James Giago Davies. Photo courtesy Native Sun News Today

James Giago Davies: You can't break from the past until you admit you're stuck

Trapped in the past

You can’t break free until you admit you’re there
By James Giago Davies
Native Sun News Columnist
nativesunnews.today

People can get trapped in the past, shackled there by events too harrowing to let go. My stepdad is in an East River nursing home, he’s ninety years old, but for him, it will always be 1935. He will always be a child struggling to survive during the Great Depression.

For years he pinched a penny until it screamed, denying the family amenities, and then his frugality would lead him to squander what money he had saved. Like the time some guy wanted to buy his lumber for one-seventy-five and he said, no, gotta have two hundred, so the guy walked and the lumber eventually warped.

But he wouldn’t even burn it to keep us warm. You crazy? That is good lumber, I can get a couple hundred bucks for it.

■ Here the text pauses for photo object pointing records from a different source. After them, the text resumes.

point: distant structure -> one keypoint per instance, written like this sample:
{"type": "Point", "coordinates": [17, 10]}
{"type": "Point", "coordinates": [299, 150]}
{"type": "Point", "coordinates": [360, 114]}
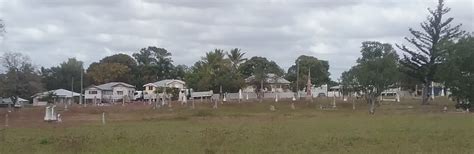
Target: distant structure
{"type": "Point", "coordinates": [109, 92]}
{"type": "Point", "coordinates": [61, 96]}
{"type": "Point", "coordinates": [150, 88]}
{"type": "Point", "coordinates": [274, 82]}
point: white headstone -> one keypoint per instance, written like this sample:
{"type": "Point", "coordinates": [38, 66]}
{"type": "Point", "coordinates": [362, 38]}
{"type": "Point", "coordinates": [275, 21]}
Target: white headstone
{"type": "Point", "coordinates": [53, 113]}
{"type": "Point", "coordinates": [272, 108]}
{"type": "Point", "coordinates": [103, 118]}
{"type": "Point", "coordinates": [240, 95]}
{"type": "Point", "coordinates": [47, 114]}
{"type": "Point", "coordinates": [59, 118]}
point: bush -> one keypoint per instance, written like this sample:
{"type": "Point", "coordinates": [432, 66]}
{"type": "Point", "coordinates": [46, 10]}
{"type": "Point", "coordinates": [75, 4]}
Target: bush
{"type": "Point", "coordinates": [174, 92]}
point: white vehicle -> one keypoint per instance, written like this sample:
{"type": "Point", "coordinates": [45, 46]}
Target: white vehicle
{"type": "Point", "coordinates": [138, 95]}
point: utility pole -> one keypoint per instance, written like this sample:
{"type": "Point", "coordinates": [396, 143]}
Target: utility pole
{"type": "Point", "coordinates": [297, 78]}
{"type": "Point", "coordinates": [82, 85]}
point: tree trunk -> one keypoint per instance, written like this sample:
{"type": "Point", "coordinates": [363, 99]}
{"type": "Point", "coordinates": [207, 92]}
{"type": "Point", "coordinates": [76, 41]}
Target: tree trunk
{"type": "Point", "coordinates": [371, 105]}
{"type": "Point", "coordinates": [425, 94]}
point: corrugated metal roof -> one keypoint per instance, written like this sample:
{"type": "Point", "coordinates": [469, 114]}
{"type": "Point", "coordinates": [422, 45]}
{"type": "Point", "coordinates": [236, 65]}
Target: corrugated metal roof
{"type": "Point", "coordinates": [110, 85]}
{"type": "Point", "coordinates": [163, 83]}
{"type": "Point", "coordinates": [59, 92]}
{"type": "Point", "coordinates": [271, 78]}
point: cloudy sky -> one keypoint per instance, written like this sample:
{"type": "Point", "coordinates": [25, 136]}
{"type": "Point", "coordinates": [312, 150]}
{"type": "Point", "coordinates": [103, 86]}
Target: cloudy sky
{"type": "Point", "coordinates": [50, 31]}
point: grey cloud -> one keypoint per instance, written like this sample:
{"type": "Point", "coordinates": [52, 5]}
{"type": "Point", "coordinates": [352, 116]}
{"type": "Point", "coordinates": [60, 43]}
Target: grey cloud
{"type": "Point", "coordinates": [50, 31]}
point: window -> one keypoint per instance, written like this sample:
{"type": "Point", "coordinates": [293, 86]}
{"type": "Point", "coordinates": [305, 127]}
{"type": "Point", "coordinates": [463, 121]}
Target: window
{"type": "Point", "coordinates": [107, 92]}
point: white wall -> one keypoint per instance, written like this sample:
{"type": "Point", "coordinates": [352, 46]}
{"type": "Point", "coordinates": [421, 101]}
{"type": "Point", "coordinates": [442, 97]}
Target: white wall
{"type": "Point", "coordinates": [92, 96]}
{"type": "Point", "coordinates": [127, 92]}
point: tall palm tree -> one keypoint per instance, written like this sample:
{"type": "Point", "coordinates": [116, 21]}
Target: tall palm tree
{"type": "Point", "coordinates": [236, 57]}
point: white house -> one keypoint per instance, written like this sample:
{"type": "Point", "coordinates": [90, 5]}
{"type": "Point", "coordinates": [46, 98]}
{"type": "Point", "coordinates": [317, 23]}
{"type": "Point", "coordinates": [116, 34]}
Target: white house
{"type": "Point", "coordinates": [61, 96]}
{"type": "Point", "coordinates": [109, 92]}
{"type": "Point", "coordinates": [335, 91]}
{"type": "Point", "coordinates": [320, 91]}
{"type": "Point", "coordinates": [20, 102]}
{"type": "Point", "coordinates": [150, 88]}
{"type": "Point", "coordinates": [274, 82]}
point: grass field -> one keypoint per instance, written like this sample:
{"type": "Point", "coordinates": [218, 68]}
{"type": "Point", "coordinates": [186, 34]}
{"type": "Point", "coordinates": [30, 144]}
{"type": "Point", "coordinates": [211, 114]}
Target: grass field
{"type": "Point", "coordinates": [243, 128]}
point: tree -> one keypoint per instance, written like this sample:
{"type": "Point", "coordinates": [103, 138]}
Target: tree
{"type": "Point", "coordinates": [458, 72]}
{"type": "Point", "coordinates": [250, 67]}
{"type": "Point", "coordinates": [2, 27]}
{"type": "Point", "coordinates": [260, 68]}
{"type": "Point", "coordinates": [120, 59]}
{"type": "Point", "coordinates": [376, 71]}
{"type": "Point", "coordinates": [154, 64]}
{"type": "Point", "coordinates": [319, 71]}
{"type": "Point", "coordinates": [213, 72]}
{"type": "Point", "coordinates": [422, 62]}
{"type": "Point", "coordinates": [236, 57]}
{"type": "Point", "coordinates": [112, 68]}
{"type": "Point", "coordinates": [20, 79]}
{"type": "Point", "coordinates": [349, 82]}
{"type": "Point", "coordinates": [62, 76]}
{"type": "Point", "coordinates": [101, 73]}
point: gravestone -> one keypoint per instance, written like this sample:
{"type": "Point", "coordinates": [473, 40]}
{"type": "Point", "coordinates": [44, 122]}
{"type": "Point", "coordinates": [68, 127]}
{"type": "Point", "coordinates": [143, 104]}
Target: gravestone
{"type": "Point", "coordinates": [272, 108]}
{"type": "Point", "coordinates": [276, 97]}
{"type": "Point", "coordinates": [103, 118]}
{"type": "Point", "coordinates": [59, 118]}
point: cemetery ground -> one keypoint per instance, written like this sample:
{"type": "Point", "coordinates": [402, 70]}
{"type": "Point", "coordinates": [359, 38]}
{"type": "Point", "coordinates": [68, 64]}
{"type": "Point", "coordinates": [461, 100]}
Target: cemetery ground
{"type": "Point", "coordinates": [248, 127]}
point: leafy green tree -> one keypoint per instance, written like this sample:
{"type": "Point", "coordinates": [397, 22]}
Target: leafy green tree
{"type": "Point", "coordinates": [213, 72]}
{"type": "Point", "coordinates": [349, 82]}
{"type": "Point", "coordinates": [319, 71]}
{"type": "Point", "coordinates": [21, 79]}
{"type": "Point", "coordinates": [458, 71]}
{"type": "Point", "coordinates": [422, 61]}
{"type": "Point", "coordinates": [101, 73]}
{"type": "Point", "coordinates": [236, 57]}
{"type": "Point", "coordinates": [376, 71]}
{"type": "Point", "coordinates": [120, 58]}
{"type": "Point", "coordinates": [62, 76]}
{"type": "Point", "coordinates": [256, 64]}
{"type": "Point", "coordinates": [155, 64]}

My biological father, Shorty Davies, came home from WWII with PTSD. The Navy didn’t know it, he didn’t know it, and even though we didn’t know it, we spent our lives paying for it. He was trapped back on the USS Pensacola, acrid black smoke curling up high, while his ship listed on the sea from a Japanese torpedo strike. He served his country, and he always meant well by us, but the highest price he paid for that service, was to serve his family badly.

You can’t pick your parents, however bad they are, were they not your parents, you would not exist. So, there is that. I wouldn’t wish my childhood on other people, but without it, there is no adult phase, no fingers clacking at this keyboard. I am grateful I got a chance to exist.

My mother, Ethel Giago, left Holy Rosary Mission boarding school and the Pine Ridge Reservation just after WWII. Her body and mind left, but her spirit was trapped back at that place, and I wonder if it haunts that school still. It is becoming increasingly obvious that maybe the whole Tribe is haunted by the past, fettered to it. My mother fed me, clothed me, taught me a love for reading and writing, but she never really left the trauma of her childhood. She was forever trapped in a boarding school dominated by Catholic hypocrisy and sanctimony and relentless bullies. She slept-walked through her adult life, and left us ill-prepared to deal with ours.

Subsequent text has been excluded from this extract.